The most common complications seen in clinical practice are mechanical complications (shunt hardware malfunction), over drainage of CSF fluid, bleeding and infection.
What Is A Mechanical Complication?
All shunts have three basic parts: a Ventricular Catheter, a Shunt Valve and a Distal Catheter. Any of these parts may develop sub-optimal or incomplete function. (For a more detailed explanation of a shunt, see What is a Shunt?.) If you look at the ventricular catheter closely, there are tiny holes in it which can become obstructed with tissue growing into the holes. This results in obstruction of CSF flow. Some tissue debris may flow into the valve and obstruct flow as well. The valve is a mechanical device and it is subject to malfunction just like any other mechanical device. Finally, the distal catheter end my become obstructed by tissue. It may also migrate out of its cavity due to movement of the surrounding tissue environment (lungs, heart, bowel...).
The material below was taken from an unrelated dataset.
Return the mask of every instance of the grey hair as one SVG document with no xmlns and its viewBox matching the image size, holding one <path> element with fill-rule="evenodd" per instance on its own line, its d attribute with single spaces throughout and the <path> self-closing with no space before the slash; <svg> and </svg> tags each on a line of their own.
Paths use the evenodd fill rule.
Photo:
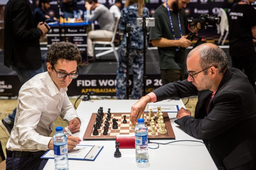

This patient developed a progressive swelling under the incision. He had developed an obstruction at the end of the shunt. CSF percolated in the tract around the catheter into the subcutaneous tissues.
What Is Over drainage of a Shunt?
There are many types of shunts with many different settings. It can be quite complicated to determine the optimal setting for a particular shunt in a particular patient. During this process, shunts may drain too much fluid or too little fluid. If they drain too little, the patient suffers with the hydrocephalus symptoms that person had initially to various degrees. If the shunt drains too much CSF, or if the particular brain is not compliant enough to expand and remains compressed, an over drainage process occurs. Extra fluid begins to accumulate between the covering of the brain called the dura and the brain itself. A subdural collection begins to form.
These subdural collections may be cerebral spinal fluid. The collection may also result in blood accumulating in this same space resulting in a subdural hematoma.